It is my favorite breed of horses. Brumby's. I learned to like them from watching The man from Snowy river!


----------



## RegalCharm (Jul 24, 2008)

*Gender:* Masculine *Usage:* Scottish, English *Pronounced:* KEN-ith [key] 


Anglicized form of both *COINNEACH* and *CINÁED*. This name was borne by the Scottish king Kenneth (Cináed) mac Alpin, who united the Scots and Picts in the 9th century. It was popularized outside of Scotland by Sir Walter Scott, who used it for the hero in his novel 'The Talisman' (1825). A famous bearer was the British novelist Kenneth Grahame (1859-1932), who wrote 'The Wind in the Willows'.


----------



## my2geldings (Feb 18, 2008)

Well when I first joined I had 2 geldings. I now have a mare AND a gelding so my name doesn't quite work but that's ok.
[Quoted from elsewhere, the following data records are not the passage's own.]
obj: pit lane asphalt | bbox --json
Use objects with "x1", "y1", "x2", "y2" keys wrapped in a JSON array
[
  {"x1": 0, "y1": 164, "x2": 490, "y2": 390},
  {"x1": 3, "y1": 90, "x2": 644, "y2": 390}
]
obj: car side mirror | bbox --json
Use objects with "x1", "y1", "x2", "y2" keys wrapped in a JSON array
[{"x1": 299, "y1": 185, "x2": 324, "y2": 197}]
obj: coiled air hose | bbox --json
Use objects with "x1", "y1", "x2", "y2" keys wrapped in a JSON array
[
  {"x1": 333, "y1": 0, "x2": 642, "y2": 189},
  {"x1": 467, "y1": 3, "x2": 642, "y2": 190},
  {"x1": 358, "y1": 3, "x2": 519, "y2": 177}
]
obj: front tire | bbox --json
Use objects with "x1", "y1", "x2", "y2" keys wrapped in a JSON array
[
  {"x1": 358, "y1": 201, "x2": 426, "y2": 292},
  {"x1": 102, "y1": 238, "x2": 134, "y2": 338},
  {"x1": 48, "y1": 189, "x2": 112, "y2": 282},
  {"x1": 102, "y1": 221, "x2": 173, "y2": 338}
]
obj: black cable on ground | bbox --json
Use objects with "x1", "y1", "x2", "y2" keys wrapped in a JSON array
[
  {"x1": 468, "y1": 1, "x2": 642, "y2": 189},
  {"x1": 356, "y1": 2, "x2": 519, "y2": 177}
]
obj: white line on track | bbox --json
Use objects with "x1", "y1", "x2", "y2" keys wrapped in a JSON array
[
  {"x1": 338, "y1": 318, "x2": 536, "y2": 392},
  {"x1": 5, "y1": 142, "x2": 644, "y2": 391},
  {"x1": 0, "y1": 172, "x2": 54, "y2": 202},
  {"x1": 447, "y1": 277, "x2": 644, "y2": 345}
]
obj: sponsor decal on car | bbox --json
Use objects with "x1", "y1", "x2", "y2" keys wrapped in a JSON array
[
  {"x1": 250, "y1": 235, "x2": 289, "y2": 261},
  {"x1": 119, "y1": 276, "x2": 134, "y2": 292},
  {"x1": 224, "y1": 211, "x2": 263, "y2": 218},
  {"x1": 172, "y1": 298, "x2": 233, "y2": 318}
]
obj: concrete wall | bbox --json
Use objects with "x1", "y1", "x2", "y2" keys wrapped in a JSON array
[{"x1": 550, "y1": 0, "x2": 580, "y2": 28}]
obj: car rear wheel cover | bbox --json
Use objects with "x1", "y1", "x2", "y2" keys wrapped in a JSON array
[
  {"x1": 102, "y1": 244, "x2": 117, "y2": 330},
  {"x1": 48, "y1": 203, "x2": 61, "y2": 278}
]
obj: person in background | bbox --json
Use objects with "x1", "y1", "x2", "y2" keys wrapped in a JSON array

My mare's big enough to pass for a gelding :lol:


----------



## Britt (Apr 15, 2008)

My username's just a shortening of my real name Brittany... Brittany means 'From Britain'... very dull if you ask me...


----------



## Salty_alydaR (Mar 24, 2008)

hmm..well, my username is Charmer's show name, which was his racing name.
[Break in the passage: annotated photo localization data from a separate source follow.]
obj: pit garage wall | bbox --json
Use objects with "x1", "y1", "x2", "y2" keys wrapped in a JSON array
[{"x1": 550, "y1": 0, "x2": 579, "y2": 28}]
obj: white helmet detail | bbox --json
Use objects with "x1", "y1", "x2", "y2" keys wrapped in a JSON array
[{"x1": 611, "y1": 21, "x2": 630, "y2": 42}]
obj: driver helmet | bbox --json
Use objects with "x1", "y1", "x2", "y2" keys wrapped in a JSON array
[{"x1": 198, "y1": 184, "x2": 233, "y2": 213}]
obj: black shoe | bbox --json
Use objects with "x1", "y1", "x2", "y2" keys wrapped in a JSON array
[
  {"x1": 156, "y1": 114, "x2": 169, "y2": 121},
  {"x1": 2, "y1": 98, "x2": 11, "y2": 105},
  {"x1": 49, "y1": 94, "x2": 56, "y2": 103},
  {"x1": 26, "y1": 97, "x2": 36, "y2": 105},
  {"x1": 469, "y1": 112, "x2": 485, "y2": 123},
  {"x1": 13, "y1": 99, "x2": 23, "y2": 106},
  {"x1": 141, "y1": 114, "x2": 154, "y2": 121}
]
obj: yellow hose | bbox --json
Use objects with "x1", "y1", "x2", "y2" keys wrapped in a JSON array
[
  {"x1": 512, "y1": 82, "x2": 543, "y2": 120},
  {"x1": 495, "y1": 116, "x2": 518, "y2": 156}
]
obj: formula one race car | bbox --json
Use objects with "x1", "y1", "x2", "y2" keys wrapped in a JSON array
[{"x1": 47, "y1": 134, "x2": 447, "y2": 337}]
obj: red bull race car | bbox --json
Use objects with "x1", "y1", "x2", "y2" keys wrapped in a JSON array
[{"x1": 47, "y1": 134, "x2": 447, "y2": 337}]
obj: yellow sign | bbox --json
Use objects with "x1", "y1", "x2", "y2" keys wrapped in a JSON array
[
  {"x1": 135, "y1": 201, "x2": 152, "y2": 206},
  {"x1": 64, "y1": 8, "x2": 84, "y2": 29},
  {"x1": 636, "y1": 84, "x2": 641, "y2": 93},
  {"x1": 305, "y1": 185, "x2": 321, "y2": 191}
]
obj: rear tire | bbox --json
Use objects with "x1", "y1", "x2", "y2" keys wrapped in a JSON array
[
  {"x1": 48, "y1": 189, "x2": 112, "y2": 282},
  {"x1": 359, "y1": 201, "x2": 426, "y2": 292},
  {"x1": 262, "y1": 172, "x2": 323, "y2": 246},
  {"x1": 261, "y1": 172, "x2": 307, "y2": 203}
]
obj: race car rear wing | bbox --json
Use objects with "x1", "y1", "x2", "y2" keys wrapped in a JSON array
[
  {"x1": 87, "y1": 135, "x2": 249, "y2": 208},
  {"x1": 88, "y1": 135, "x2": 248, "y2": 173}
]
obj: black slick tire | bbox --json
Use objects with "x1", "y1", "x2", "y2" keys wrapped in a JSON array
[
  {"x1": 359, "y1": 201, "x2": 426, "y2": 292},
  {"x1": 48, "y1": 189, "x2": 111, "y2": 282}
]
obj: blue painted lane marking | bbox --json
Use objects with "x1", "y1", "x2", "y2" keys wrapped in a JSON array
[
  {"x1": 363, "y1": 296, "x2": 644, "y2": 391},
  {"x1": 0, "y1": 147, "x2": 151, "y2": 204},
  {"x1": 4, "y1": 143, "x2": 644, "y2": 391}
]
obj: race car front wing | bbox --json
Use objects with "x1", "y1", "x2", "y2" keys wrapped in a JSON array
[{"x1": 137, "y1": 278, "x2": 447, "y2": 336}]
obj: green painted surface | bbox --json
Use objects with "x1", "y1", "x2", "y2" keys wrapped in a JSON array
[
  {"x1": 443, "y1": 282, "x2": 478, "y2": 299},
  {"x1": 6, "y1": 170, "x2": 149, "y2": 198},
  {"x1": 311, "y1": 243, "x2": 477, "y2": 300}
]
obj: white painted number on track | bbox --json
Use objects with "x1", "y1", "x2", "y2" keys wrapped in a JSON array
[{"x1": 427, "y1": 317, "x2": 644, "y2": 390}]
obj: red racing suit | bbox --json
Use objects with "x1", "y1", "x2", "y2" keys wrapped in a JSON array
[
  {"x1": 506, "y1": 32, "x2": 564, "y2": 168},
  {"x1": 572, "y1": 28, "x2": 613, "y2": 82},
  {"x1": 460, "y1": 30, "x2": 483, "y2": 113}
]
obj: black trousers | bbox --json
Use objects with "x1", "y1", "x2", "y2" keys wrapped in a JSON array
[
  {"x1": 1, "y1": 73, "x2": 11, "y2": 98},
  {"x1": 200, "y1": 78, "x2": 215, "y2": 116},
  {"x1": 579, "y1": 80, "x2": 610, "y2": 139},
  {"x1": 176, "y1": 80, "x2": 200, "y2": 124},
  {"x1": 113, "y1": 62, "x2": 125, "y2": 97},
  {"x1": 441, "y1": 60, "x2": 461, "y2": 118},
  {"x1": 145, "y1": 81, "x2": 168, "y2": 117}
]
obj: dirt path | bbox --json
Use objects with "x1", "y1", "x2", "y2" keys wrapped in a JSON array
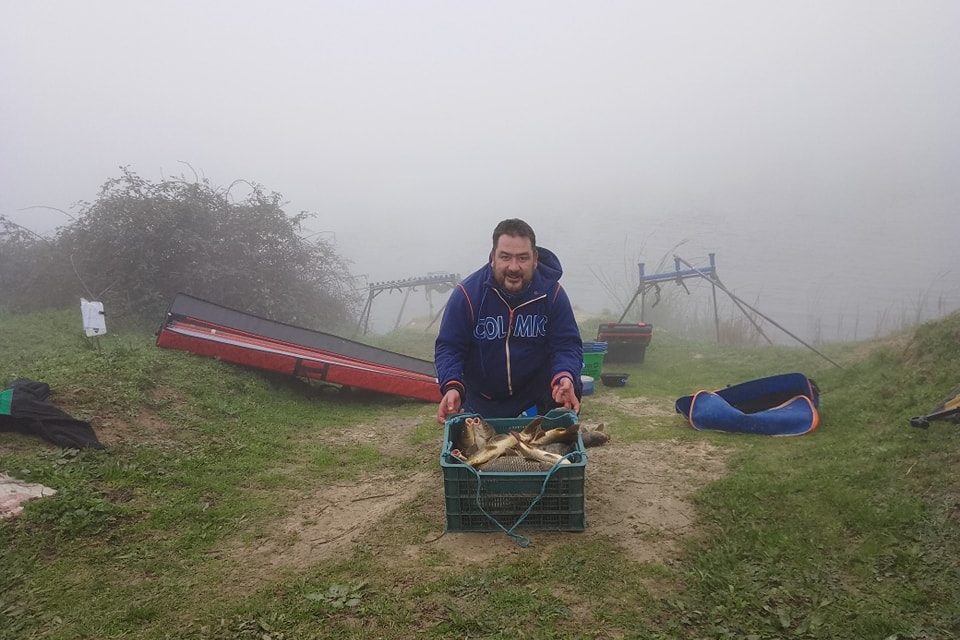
[
  {"x1": 588, "y1": 392, "x2": 678, "y2": 418},
  {"x1": 415, "y1": 438, "x2": 727, "y2": 565},
  {"x1": 223, "y1": 470, "x2": 432, "y2": 588},
  {"x1": 582, "y1": 440, "x2": 727, "y2": 561},
  {"x1": 217, "y1": 408, "x2": 730, "y2": 588}
]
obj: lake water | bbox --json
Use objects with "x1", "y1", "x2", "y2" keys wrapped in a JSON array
[{"x1": 339, "y1": 203, "x2": 959, "y2": 345}]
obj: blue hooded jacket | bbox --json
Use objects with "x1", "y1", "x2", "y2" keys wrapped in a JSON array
[{"x1": 434, "y1": 246, "x2": 583, "y2": 418}]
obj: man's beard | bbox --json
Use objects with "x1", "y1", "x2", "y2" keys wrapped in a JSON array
[{"x1": 497, "y1": 269, "x2": 530, "y2": 294}]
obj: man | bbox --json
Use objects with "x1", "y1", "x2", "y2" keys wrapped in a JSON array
[{"x1": 435, "y1": 218, "x2": 583, "y2": 423}]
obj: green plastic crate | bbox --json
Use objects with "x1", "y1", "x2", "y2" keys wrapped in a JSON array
[{"x1": 440, "y1": 409, "x2": 586, "y2": 532}]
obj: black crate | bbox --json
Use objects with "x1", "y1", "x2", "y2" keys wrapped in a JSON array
[
  {"x1": 440, "y1": 410, "x2": 586, "y2": 532},
  {"x1": 597, "y1": 323, "x2": 652, "y2": 364}
]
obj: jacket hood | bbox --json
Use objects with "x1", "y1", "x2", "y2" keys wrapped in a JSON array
[{"x1": 533, "y1": 246, "x2": 563, "y2": 284}]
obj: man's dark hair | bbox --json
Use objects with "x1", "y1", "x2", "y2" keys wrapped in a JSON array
[{"x1": 492, "y1": 218, "x2": 537, "y2": 250}]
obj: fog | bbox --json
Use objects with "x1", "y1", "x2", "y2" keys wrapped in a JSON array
[{"x1": 2, "y1": 1, "x2": 958, "y2": 340}]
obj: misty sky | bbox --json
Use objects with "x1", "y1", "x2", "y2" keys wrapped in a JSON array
[{"x1": 2, "y1": 1, "x2": 958, "y2": 338}]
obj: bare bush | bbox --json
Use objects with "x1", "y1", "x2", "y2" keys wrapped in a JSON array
[{"x1": 0, "y1": 169, "x2": 358, "y2": 329}]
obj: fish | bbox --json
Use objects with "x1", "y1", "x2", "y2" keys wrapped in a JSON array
[
  {"x1": 451, "y1": 416, "x2": 599, "y2": 470},
  {"x1": 455, "y1": 416, "x2": 496, "y2": 457},
  {"x1": 537, "y1": 442, "x2": 573, "y2": 456},
  {"x1": 530, "y1": 424, "x2": 580, "y2": 447},
  {"x1": 466, "y1": 432, "x2": 520, "y2": 467},
  {"x1": 516, "y1": 416, "x2": 545, "y2": 444},
  {"x1": 515, "y1": 438, "x2": 571, "y2": 467},
  {"x1": 580, "y1": 423, "x2": 609, "y2": 448}
]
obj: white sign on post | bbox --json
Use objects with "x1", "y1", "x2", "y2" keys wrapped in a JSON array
[{"x1": 80, "y1": 299, "x2": 107, "y2": 337}]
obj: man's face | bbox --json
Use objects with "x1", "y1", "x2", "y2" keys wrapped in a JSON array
[{"x1": 491, "y1": 234, "x2": 538, "y2": 294}]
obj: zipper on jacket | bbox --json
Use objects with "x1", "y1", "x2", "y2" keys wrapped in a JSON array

and Victoria means victory in some language..i think its swedish..idk i forgot:lol:


----------



## ilovemyhorsies (Mar 9, 2008)

GeminiJumper said:


> i don't know what Amber means...but that's my name!


*Amber - Female Name**Name Meaning:*
Muslim female name meaning "amber, brownish-yellow," or "jewel." ...*Origin:* *African*


----------



## ilovemyhorsies (Mar 9, 2008)

*Name: *Caitlin 
*Meaning:* Pure
*Origin:* Greek


----------



## TwendeHaraka (Oct 5, 2008)

My user name is my horse's name, which means "Run Fast..."

He used to be a racehorse.


----------